"O importante não é ganhar, é ter as bases do surf bem fundamentadas" - Kikas fala sobre Legasea Tour e missão de dar de volta às novas gerações
"São crianças com o mesmo sonho que nós, a mesma paixão".
No final do passado mês de Novembro deu-se por terminada a edição inicial do Legasea Tour, um projeto concebido por Frederico Morais e que consistiu num conjunto de eventos competitivos para as camadas mais jovens de surfistas, num formato inovador que permite que os surfistas possam aproveitar ao máximo o tempo na água, consolidando as suas bases no desporto e criando momentos de ligação entre atletas e pais, fundamentais para o desenvolvimento das suas carreiras.
Terminado o Ano Zero do Legasea Tour, que teve um feedback muito positivo, a Surftotal conversou com Kikas, que fez um balanço do projeto e partilhou as suas opiniões sobre os aspectos fundamentais no desenvolvimento de jovens atletas e nas suas relações com os pais, os aspectos do seu próprio percurso que moldaram o surfista que é hoje, e os planos para o futuro deste projecto que acaba agora de nascer.
"É o que eu tenho vindo a aprender com a minha carreira. Não temos que ser campeões agora quando somos mais novos.
Temos é de construir uma base sólida para estarmos preparados para quando quisermos arrancar com a carreira profissional...."
Muitos parabéns por esta iniciativa. Consideras importante uma proximidade cada vez maior entre os surfistas profissionais de elite com as jovens promessas nacionais?
Considero que sim. Ao fim do dia são crianças com o mesmo sonho que nós, com a mesma paixão. Com esta proximidade, com estes eventos, nós conseguimos ajudar com qualquer conselho que seja para a carreira deles no surf, ou mesmo fora do surf, e isso já é um orgulho enorme para nós. Pelo menos falo por mim, são fins-de-semana que eu adoro e momentos que guardo com muito carinho. Eu lembro-me de ter a idade deles, de ter esta paixão, do sonho que eu tinha, do quanto eu queria, lembro-me de como era bom quando tinha alguma proximidade com um surfista profissional, quando via alguém de quem eu gostava muito. Por isso se eu de alguma forma conseguir contribuir para a formação deles é uma vitória e só por isso o Legasea é um é um projeto vitorioso para mim.
Sabemos também que, com a tua agenda super preenchida, não deve ser fácil de gerir o tempo para este tipo de iniciativas, ainda por cima sendo que voltaste à elite mundial. Como consegues gerir tudo e ainda ter tempo para ajudar os mais novos?

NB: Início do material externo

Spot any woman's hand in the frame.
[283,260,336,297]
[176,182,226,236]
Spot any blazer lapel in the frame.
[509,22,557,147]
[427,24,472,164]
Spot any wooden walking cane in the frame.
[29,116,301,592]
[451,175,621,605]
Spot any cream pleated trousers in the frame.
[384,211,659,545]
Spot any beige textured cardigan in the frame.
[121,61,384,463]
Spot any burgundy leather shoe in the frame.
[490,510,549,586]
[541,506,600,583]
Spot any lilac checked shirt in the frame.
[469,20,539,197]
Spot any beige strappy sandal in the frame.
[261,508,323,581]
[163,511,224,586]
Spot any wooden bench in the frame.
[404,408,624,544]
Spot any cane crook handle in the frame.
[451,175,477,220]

Claro que a logística é complicada, mas acho que para aquelas coisas que nós gostamos e para aquilo que para nós faz sentido, uma pessoa arranja sempre um tempo. Eu tenho a sorte de ter uma equipa incrível que me deixa super descansado e que me ajuda a organizar tudo direitinho, e isso sem dúvida alguma que é uma mais-valia gigante. Tivemos dois eventos este ano na Costa da Caparica e no Porto, e acho que em ambos o feedback foi super positivo. Toda a gente adorou. Sinto que também para mim como pessoa, dá-me muito, e isso é super importante. Ver os miúdos todos a surfar, tudo bem disposto, ver os pais presentes a querer ajudar e a vivenciar aquilo com os filhos… Traz-me muitas memórias boas da minha infância e da minha carreira quando eu era mais novo. O tempo não há de ser um problema, conseguiremos sempre arranjar um fim-de-semana aqui ou ali para fazer isto.
"Os surfistas no Norte têm muita raça."
Sobre esta acção no Porto no fim-de-semana que passou, encontraste uma comunidade forte e com potencial?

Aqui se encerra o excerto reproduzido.